I spent four years in QA working on Scrum teams, typically with 5 developers and 5 QA professionals. Starting out, I had a strong interest in learning how to code, but little idea how to start. I also had the notion in my mind that ‘software engineers’ were all-knowing encyclopedias when it came to coding; that when they left their Computer Science program, they had, more or less, all of the technical coding skills they’d need for their career. The more I worked beside my developer team mates, the more I realized that my previous ideas about the ‘all knowing’ nature of developers weren't entirely accurate. These were highly skilled professionals, but they were also constantly googling, asking each other questions, and ultimately, teaching themselves new skills each day. The only thing separating me from joining their ranks was knowledge and practice. So I hit the books.

Two years later, and things were starting to fall into place. I had a solid understanding of object oriented programming and a thirst to use my hard earned skills. I was promoted to QA Software Test Engineer and spent another two years developing programs that automated testing of the company’s product. My development skills continued to slowly grow and mature.

Eventually, my interests brought me down a different path. I had always been interested in graphic design, layouts, typography, and the visual nature of the web.
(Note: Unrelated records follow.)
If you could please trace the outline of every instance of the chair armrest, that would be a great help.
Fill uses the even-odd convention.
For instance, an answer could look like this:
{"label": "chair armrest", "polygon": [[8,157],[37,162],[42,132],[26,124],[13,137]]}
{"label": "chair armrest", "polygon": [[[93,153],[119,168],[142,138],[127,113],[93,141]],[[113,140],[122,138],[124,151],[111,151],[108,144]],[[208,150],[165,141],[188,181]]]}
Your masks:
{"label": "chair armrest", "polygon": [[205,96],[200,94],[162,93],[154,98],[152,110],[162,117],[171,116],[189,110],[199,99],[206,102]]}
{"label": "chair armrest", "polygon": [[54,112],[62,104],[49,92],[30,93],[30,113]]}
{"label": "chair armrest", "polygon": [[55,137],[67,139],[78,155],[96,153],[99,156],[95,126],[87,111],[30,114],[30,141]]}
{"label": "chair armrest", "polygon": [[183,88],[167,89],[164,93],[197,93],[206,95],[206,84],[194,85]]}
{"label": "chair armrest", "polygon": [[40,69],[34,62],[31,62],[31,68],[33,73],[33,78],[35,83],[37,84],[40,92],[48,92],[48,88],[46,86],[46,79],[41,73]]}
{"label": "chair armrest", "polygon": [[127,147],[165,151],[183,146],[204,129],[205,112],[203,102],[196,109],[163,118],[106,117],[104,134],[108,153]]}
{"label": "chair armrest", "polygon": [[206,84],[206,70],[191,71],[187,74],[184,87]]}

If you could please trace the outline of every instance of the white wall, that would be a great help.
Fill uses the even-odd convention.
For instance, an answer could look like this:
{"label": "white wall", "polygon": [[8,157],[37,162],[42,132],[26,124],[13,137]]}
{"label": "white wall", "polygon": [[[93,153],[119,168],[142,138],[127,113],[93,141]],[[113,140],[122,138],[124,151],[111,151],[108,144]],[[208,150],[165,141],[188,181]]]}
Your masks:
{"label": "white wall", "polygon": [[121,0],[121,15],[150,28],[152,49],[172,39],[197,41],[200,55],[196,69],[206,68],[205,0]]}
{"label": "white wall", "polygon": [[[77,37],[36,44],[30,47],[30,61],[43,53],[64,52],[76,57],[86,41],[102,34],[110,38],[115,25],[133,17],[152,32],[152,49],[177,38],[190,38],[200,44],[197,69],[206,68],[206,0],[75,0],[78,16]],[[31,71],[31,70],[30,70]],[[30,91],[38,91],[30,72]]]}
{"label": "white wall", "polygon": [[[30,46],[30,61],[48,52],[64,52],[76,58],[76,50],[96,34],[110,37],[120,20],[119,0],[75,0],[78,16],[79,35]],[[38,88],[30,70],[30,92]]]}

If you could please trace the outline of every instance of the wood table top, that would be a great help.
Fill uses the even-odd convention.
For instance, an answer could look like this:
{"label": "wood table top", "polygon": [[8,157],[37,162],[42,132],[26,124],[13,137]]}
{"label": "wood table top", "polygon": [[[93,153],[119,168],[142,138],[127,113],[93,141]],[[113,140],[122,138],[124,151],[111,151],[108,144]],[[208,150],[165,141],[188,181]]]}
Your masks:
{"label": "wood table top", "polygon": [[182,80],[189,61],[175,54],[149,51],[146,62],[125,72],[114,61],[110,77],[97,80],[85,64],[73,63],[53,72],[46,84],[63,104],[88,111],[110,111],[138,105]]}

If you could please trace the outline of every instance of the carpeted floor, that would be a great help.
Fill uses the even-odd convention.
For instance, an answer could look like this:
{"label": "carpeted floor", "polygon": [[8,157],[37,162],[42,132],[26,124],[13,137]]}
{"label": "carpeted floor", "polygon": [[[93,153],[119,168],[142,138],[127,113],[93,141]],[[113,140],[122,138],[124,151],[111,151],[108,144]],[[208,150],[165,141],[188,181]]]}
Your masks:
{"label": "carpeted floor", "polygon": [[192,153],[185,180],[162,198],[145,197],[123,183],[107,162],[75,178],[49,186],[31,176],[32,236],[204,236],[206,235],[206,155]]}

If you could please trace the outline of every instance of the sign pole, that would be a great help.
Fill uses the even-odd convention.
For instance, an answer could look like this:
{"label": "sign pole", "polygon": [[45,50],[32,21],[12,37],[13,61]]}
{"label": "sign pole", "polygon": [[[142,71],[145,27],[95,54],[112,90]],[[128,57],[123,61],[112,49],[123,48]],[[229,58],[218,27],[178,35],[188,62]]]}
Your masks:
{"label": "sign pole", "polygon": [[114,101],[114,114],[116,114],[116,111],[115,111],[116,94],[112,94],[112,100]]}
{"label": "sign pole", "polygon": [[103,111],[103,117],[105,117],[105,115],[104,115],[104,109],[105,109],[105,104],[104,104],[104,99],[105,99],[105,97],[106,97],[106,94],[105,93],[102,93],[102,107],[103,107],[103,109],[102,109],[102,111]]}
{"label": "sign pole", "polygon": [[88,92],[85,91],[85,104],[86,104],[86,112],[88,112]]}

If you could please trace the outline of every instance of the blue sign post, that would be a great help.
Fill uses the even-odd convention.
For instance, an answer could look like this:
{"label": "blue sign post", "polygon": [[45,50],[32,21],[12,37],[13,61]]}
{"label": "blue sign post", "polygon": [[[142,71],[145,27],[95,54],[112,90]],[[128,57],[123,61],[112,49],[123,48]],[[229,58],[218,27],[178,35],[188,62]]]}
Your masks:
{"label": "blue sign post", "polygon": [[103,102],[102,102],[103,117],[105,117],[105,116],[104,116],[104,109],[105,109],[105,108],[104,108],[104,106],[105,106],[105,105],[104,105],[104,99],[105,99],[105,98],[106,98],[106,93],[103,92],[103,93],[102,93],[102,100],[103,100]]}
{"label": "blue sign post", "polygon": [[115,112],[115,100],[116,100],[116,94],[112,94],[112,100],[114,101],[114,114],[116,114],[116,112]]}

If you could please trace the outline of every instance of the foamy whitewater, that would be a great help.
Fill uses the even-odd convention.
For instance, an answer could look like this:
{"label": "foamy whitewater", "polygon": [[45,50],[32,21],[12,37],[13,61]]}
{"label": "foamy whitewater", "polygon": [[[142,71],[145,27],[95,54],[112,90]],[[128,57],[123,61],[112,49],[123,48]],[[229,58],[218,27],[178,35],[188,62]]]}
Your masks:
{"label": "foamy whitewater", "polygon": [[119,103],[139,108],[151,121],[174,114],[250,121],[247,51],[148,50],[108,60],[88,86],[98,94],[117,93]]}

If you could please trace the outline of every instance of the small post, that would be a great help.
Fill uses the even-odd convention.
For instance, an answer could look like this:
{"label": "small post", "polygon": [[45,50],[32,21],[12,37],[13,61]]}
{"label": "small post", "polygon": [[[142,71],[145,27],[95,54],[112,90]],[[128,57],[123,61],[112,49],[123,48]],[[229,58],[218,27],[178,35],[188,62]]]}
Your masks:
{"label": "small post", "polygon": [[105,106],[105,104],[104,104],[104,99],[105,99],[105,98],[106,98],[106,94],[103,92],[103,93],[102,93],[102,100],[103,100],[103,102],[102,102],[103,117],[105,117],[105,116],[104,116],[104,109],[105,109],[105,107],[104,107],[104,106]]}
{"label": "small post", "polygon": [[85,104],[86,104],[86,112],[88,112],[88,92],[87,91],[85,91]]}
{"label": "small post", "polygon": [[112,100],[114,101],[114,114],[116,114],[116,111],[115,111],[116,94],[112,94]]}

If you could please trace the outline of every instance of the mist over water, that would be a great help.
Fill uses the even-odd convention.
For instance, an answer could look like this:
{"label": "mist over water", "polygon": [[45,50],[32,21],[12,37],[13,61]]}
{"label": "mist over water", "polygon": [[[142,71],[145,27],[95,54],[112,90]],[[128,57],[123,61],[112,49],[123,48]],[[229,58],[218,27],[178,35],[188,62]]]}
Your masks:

So I started teaching myself Ruby on Rails, a framework for creating web sites. After a year using Ruby on Rails, I realized my real passion was building products that could be seen and interacted with. The question was how to get to a skill level where someone would hire me.

After a lot of thought, I decided to go ‘all in’ toward reaching my goal of becoming a developer. I quit my job and moved 800 miles north to Portland, Oregon where I enrolled in Epicodus, a software development trade school. I spent eight hours a day for five months at Epicodus improving my development skills. The program just finished, and I currently find myself interviewing with local tech companies while working on some personal web projects.

Words of Wisdom

My path to ‘developer’ was a windy road with many stops and rest breaks. With my experience fresh in mind, I have some words of advice for those thinking of pursuing a career in software development.

Make learning relatable
Learning how to program is not easy. By a long shot. That’s why it’s so important to find something you’re passionate about that will motivate you to study on Saturday and Sunday when you could be doing something else. What excites you? What website would you get value from that doesn’t currently exist? Start building it! Always be working on some passion project—it motivates you to improve your development skills while giving you something to talk about during interviews with potential employers.

Find a way to dedicate your full attention to learning, if possible
Much of my four years in QA was spent learning and advancing my development skills, both inside and outside of work, but it was on a part time basis. Toward the end of my time in QA as I was learning Ruby on Rails, it became apparent that it’s difficult to get to a hire-able state without dedicating yourself full time toward that goal. For me, that meant quitting my job and enrolling in a coding school. If you can, consider taking three or more months off work or joining a coding school to dedicate your full attention toward web development.

Have something to show off
At some point, it’s vital that you have something to show off to a potential employer. For me, that meant working on passion projects and building a personal portfolio site to show off my work. This site showcases some of the work I’ve done, but it was also a fantastic opportunity to build a fully functional site from the ground up—an incredible learning experience.

Consider Quality Assurance
QA is a fantastic career path. Most of the 30 QA peers I worked with previously are happily employed as QA professionals. QA roles are generally easier to step into for beginner developers, and it’s a great opportunity to learn about software development while preparing for a ‘developer’ position.

Stay thirsty, my friend

The beautiful thing about software development is that it’s largely a meritocracy. Some of the most brilliant developers I know are self-taught without any formal education. Likewise, some of the best I've met are also from great Computer Science programs. My point: software development has a long history of influential people from all walks of life and backgrounds, both formal and self-taught. Don’t get discouraged if you’re going the self-taught route.

I recently spent five weeks interning with EyeCue Lab. During the interview, I asked Rick, the Director, if he had any advice for a young developer. His response: “Stay thirsty.” To me, that meant never being fully satisfied and continually pushing yourself toward something. Web development is a constantly evolving industry, and there’s no telling what languages will be mainstream in 10 years. If you decide to pursue web development as a career, never stop learning, and above all, stay thirsty.